Late to the game, I have discovered the many wonderful videos of Starlings en masse. It is easy to get lost in the sensation it produces, whether it's awe or curiosity or anxiety or joy. When I came across the video, the pulsing cloud of birds brought to mind my community of friends. For a few years we have hoped to "share life abundantly" - the only words I recall from our mission statement as we sought to buy land together and form a legal entity. And we have come to share life together in meaningful ways. A meal here. A shared moment there. But with a goal in mind, a very clear picture of our ultimate destination, every step along the way has seemed to fall short. 

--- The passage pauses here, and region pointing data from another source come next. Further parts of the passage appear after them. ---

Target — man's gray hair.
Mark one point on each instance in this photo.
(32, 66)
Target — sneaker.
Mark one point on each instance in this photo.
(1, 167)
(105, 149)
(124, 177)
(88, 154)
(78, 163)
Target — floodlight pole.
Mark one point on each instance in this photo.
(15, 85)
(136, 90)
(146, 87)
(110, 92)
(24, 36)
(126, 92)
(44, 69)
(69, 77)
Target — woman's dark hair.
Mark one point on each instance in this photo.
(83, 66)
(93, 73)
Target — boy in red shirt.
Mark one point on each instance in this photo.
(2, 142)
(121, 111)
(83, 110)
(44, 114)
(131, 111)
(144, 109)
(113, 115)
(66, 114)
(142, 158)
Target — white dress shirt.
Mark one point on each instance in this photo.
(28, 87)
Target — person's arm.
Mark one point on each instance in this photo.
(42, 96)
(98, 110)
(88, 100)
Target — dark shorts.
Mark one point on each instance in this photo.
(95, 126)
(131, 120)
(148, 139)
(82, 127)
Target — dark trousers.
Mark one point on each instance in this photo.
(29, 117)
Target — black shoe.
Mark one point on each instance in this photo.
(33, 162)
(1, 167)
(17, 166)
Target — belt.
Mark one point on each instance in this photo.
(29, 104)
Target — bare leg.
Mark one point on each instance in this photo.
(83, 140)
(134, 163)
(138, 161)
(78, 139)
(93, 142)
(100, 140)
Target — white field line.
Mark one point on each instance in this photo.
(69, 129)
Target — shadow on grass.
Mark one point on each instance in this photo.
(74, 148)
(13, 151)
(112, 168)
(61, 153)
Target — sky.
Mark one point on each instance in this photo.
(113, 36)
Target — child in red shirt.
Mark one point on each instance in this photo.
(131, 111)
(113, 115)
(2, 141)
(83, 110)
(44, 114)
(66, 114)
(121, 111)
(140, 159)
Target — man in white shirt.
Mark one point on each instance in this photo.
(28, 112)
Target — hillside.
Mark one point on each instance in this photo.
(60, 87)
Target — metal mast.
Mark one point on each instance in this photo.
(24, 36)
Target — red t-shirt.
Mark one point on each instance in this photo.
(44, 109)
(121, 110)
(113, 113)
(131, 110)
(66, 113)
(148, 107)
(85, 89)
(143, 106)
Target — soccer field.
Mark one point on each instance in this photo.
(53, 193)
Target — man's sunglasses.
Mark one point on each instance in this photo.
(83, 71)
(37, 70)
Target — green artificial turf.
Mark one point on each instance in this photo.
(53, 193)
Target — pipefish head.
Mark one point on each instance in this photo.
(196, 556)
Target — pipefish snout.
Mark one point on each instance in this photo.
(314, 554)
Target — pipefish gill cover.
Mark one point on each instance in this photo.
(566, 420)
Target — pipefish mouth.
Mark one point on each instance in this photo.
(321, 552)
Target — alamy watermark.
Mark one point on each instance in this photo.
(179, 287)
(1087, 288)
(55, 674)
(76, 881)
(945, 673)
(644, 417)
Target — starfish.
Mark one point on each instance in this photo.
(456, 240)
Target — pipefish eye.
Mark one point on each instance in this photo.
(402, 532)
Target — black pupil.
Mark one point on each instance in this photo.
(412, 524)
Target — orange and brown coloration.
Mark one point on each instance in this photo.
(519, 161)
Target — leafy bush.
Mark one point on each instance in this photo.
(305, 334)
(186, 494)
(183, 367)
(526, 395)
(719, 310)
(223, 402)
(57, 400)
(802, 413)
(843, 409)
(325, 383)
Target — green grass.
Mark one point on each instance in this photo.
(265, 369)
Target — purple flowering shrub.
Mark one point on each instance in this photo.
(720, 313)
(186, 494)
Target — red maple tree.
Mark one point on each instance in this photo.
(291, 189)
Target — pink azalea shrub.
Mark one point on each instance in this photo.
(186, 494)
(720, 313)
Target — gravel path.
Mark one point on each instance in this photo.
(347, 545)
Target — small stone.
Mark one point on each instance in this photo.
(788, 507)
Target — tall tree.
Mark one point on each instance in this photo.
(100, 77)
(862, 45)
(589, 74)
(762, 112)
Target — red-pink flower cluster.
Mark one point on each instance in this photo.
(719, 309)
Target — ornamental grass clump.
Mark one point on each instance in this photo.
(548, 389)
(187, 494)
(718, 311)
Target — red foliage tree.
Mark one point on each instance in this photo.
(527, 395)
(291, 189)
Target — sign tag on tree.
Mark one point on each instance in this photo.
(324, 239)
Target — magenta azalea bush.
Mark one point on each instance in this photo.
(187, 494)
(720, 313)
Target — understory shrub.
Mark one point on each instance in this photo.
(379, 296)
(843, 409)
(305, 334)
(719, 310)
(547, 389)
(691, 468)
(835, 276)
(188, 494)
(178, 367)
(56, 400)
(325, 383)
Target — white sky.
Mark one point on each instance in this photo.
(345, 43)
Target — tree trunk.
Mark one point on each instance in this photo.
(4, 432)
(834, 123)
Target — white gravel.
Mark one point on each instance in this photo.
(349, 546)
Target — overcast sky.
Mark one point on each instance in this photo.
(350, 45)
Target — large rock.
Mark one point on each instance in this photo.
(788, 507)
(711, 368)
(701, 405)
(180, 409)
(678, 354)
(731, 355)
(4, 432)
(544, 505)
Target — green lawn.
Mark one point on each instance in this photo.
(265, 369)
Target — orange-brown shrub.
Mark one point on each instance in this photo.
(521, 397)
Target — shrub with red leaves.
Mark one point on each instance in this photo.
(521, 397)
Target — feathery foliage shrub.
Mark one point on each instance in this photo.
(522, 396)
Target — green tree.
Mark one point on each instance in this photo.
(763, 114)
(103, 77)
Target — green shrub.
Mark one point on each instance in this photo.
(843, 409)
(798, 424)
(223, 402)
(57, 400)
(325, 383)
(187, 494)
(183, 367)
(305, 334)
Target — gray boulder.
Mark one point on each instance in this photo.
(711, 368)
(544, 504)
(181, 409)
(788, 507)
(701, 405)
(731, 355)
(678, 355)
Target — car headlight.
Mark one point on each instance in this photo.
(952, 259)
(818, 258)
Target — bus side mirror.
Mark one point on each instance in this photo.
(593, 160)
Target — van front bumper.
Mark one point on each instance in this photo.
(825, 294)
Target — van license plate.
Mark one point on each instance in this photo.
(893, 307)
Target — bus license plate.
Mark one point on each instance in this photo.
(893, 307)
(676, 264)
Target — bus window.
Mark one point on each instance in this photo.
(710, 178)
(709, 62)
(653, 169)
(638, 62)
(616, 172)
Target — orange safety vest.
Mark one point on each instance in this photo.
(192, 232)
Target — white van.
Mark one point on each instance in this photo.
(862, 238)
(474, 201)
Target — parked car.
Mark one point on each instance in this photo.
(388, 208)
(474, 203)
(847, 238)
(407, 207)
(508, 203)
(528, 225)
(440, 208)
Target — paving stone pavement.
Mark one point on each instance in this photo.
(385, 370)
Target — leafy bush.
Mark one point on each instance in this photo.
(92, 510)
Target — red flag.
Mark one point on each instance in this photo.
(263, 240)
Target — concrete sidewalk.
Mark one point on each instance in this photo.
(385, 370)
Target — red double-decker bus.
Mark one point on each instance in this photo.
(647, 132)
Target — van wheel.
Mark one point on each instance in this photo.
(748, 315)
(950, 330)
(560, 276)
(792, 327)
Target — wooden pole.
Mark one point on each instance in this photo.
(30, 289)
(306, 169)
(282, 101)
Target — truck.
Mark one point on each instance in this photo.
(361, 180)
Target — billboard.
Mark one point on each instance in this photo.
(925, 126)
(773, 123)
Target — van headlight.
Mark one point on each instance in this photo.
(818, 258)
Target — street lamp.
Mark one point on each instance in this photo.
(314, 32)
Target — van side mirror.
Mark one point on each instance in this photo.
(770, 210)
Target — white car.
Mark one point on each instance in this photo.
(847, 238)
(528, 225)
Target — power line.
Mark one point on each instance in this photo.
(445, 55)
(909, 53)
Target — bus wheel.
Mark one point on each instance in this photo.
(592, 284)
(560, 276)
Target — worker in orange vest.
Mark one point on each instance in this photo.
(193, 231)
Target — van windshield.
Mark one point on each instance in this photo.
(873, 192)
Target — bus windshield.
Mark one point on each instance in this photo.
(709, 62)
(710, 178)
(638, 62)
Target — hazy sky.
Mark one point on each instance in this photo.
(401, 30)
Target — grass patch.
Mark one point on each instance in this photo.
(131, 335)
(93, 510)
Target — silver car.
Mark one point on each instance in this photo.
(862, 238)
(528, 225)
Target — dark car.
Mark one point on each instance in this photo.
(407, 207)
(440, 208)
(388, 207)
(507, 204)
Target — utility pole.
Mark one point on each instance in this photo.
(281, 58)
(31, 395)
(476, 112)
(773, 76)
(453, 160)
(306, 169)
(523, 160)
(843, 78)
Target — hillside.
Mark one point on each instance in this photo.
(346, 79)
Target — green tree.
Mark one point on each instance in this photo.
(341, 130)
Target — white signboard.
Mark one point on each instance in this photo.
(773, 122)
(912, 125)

And so I watch the collective herd, tight one moment, and loose the next; flying to the left and then to the right; and then in every which direction. I get a familiar feeling in the open spaces within me; that feeling of bated breath I connect to community discussions. Close, but not quite. Almost, and then it's gone. Panic and retreat. A desperate grasp, relief, and then that helpless sensation of it slipping through our fingers. I imagine the individual birds chasing after the tail feathers of the bird in front of them. Confusion. Concern. Chaos. 


There is a quote attributed to the Buddha that says when the cloud transforms to rain it does not panic like us. Maybe this is true of all non-domesticated beings. I find assurance in natural patterns. I gain a new vision of the individual starling, caught in a motion so grand; so fragile; un scripted. The starling has no manner of seeing the full murmuration. I catch a momentary vision of my own life, my movements, my community, my world past to future, from the viewpoint of something bigger. I imagine these things spread across the sky like starlings. Not a destination. A dance. 


Some have called a murmuration a selfish herd. The theory is that each starling desperately competes for the center to avoid predators, resulting in a moving center. But some research has shown that this sort of collective behavior results in less predation for the entire herd. Maybe our community will never settle. But perhaps in our attempts to group we can evade the predators that would consume an individual. And maybe it will be beautiful to behold. 

Starlings in Winter

Chunky and noisy,
but with stars in their black feathers,
they spring from the telephone wire
and instantly

they are acrobats
in the freezing wind.
And now, in the theater of air,
they swing over buildings,

dipping and rising;
they float like one stippled star
that opens,
becomes for a moment fragmented,

then closes again;
and you watch
and you try
but you simply can't imagine

how they do it
with no articulated instruction, no pause,
only the silent confirmation
that they are this notable thing,

this wheel of many parts, that can rise and spin
over and over again,
full of gorgeous life.
Ah, world, what lessons you prepare for us,

even in the leafless winter,
even in the ashy city.
I am thinking now
of grief, and of getting past it;

I feel my boots
trying to leave the ground,
I feel my heart
pumping hard, I want

to think again of dangerous and noble things.
I want to be light and frolicsome.
I want to be improbable beautiful and afraid of nothing,
as though I had wings.
"Starlings in Winter" by Mary Oliver, from Owls and Other Fantasies: Poems and Essays. © Beacon Press, 2003.